After less than a day of deliberation, the jury came back with a guilty verdict.
“We were devastated,” Wanda said. “Andre didn’t rob any banks. We thought, you know, it would all work out. But it didn’t.”
Ray Luv wasn’t convinced by the evidence used against Dre.
“I think in most cases that probably would not stick. If he was a white kid from Mill Valley, Marin County, he would not have gone to prison on that evidence,” he said.
Despite the detective’s testimony at the trial, to those connected to the case and who saw it play out in real time, the connection between “Punk Police” and Mac Dre’s conviction is obvious.

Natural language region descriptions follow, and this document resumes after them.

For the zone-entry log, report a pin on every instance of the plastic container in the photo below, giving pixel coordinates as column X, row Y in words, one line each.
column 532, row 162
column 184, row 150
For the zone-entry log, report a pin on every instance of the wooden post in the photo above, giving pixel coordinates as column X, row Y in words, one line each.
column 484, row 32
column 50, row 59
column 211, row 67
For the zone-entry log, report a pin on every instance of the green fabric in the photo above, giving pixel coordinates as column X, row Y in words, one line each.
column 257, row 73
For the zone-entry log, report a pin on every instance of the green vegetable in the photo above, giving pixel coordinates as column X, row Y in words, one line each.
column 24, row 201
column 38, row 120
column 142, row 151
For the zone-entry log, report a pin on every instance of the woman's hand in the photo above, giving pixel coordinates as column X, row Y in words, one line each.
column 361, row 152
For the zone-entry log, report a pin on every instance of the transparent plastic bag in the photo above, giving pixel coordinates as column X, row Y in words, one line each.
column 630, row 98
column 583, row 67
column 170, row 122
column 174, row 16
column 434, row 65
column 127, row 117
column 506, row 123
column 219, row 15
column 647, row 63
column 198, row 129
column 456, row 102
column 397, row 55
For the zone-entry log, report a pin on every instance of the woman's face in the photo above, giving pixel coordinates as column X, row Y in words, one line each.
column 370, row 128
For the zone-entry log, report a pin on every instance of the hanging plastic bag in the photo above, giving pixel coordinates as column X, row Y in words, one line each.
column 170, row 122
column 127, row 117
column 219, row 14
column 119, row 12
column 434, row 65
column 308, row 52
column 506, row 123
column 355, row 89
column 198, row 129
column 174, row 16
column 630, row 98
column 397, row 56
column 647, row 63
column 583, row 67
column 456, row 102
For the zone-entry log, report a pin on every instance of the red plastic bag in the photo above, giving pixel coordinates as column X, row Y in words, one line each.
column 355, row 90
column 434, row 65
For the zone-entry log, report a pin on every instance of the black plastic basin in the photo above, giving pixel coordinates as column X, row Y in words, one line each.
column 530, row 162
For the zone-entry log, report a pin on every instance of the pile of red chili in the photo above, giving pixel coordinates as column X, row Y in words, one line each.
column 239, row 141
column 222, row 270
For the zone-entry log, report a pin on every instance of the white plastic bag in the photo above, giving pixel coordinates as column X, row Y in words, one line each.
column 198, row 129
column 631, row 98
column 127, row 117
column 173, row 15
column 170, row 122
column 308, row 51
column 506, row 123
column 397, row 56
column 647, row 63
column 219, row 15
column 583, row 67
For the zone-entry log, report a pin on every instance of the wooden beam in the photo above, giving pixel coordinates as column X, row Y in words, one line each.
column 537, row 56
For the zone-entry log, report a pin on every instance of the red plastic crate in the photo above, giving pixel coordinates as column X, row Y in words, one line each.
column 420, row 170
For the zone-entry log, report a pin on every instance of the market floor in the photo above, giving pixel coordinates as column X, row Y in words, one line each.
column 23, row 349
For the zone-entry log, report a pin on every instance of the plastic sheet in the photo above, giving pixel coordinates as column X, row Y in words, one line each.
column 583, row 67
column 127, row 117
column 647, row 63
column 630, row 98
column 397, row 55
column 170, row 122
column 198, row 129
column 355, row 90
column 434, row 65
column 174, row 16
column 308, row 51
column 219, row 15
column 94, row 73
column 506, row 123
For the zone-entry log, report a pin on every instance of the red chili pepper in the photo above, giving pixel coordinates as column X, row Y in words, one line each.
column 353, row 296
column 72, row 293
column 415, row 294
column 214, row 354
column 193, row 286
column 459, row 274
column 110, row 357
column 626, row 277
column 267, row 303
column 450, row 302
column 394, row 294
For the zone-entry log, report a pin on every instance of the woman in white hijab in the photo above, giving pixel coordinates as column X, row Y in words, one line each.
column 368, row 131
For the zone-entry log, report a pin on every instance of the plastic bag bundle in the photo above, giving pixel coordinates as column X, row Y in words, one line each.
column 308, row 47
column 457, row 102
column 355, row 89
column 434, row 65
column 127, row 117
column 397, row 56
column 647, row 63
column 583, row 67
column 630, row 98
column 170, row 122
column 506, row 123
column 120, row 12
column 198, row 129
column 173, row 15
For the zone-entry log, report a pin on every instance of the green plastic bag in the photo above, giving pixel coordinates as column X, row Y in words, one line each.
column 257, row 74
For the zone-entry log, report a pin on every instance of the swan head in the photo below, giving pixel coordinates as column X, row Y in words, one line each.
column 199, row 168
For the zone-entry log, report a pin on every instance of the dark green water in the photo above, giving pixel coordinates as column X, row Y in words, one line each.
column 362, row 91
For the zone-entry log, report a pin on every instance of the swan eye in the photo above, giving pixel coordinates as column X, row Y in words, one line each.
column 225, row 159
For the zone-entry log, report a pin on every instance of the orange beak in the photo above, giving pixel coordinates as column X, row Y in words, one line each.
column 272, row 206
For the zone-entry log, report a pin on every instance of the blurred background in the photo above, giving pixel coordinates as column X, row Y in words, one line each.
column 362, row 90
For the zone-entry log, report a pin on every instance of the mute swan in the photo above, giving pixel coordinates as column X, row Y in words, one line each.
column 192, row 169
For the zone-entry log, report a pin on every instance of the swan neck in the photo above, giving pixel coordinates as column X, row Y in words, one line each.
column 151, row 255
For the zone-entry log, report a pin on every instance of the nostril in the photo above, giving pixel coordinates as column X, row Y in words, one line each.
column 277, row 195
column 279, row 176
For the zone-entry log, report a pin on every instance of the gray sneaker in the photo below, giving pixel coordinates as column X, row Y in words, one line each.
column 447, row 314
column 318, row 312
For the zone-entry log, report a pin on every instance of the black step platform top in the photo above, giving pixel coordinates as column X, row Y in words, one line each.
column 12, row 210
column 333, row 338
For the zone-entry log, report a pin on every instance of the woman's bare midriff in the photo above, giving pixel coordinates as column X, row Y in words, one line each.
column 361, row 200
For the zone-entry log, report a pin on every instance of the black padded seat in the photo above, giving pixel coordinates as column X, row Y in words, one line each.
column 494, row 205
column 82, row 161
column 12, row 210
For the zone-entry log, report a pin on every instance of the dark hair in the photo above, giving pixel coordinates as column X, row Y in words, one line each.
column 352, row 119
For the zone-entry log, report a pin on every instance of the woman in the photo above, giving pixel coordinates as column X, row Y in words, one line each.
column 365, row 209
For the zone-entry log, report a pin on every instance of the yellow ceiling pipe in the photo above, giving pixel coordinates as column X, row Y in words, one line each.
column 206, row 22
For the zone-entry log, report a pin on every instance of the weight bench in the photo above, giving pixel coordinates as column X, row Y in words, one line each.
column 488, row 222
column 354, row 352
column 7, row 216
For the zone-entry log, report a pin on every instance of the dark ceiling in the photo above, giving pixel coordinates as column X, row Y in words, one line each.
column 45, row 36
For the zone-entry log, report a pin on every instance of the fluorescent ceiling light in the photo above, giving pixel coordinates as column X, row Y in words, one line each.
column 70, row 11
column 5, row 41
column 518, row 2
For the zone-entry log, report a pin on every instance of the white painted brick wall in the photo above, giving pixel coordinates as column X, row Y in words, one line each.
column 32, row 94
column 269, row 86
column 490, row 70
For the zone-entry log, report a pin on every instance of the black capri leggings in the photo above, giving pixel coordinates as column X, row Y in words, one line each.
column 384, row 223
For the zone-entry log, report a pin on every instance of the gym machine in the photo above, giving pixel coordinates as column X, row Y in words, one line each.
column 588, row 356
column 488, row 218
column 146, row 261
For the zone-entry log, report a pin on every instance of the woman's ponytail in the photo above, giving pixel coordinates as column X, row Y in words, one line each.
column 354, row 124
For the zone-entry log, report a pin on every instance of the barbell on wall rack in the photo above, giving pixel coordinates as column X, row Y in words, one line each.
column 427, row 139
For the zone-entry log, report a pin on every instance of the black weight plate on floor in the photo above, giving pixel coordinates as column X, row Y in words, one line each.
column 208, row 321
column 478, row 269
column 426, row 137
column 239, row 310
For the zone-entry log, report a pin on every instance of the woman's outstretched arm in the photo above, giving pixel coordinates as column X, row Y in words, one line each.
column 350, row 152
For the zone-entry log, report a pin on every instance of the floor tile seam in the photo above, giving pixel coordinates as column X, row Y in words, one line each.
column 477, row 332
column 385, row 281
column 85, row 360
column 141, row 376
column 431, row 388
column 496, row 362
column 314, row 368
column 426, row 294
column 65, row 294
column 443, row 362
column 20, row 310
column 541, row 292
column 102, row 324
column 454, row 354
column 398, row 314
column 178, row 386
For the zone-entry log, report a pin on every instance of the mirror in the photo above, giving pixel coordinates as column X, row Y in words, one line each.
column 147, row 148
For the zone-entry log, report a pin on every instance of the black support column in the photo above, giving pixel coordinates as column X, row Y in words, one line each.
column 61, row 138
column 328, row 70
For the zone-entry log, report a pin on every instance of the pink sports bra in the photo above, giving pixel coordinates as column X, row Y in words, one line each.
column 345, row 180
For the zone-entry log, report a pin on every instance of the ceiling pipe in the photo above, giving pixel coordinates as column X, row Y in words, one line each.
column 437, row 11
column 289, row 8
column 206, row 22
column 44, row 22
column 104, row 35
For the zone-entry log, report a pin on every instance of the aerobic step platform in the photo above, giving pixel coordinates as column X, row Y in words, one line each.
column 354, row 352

“To this day, I will say that it was a clapback to the ‘Punk Police’ song,” said Davey D. “It’s kind of like, ‘Okay. We’ll find something on you. You’re going to slip up and we’re going to be there to catch you.’”
Dre’s legacy and rap lyrics on trial
Mac Dre was released from prison in 1996 after serving four years of his five-year sentence. He hit the ground running and was more prolific in making music than ever, releasing 10 albums in less than 10 years. He introduced a style of party music, known as hyphy, that would become synonymous with the Bay Area and gain popularity across the country.
Then in 2004, while performing in Kansas City, he was killed in a drive-by shooting. The details around his death have remained murky, with various unofficial reports from media outlets pointing to different suspects. The official police investigation, however, came up empty, and no one was ever charged for his murder.
While his lyrics may not have convicted him, Mac Dre’s case was one of the first to introduce rap lyrics during criminal proceedings. His case contributed to the antagonistic relationship that exists between hip-hop and the criminal justice system — one where art, most often the art of Black men, can be taken as an admission of guilt. (Just a few years after Mac Dre’s trial, Sacramento rappers C-Bo and X-Raided were both put behind bars after their lyrics were introduced as evidence in court.)
Charis Kubrin, a criminologist and UC Irvine professor, says the reason that the use of rap lyrics in trials is so concerning is because they could be used to exploit existing racial biases.
“What’s happening in the minds of jurors, we think, are that folks are saying, ‘gosh, if someone could write these kinds of lyrics, they could do these kinds of crimes,’” she said. “Now, nobody thinks that with other music genres, or nobody’s thinking Quentin Tarantino is doing that with his violent films. But when it comes to rap music, it’s much easier to make that leap. And that’s because of stereotypes and biases that we have about young men of color who are primarily making the music.”
There are signs of change, however. In 2022, California lawmakers passed AB 2799, becoming the first state to prohibit the use of rap lyrics in criminal trials. Kubrin says it’s a good first step, but more can be done.
As for Mac Dre, even in his absence his legacy continues to grow. Every year, on July 5, people come together to celebrate his birthday, “Mac Dre Day,” in San Francisco.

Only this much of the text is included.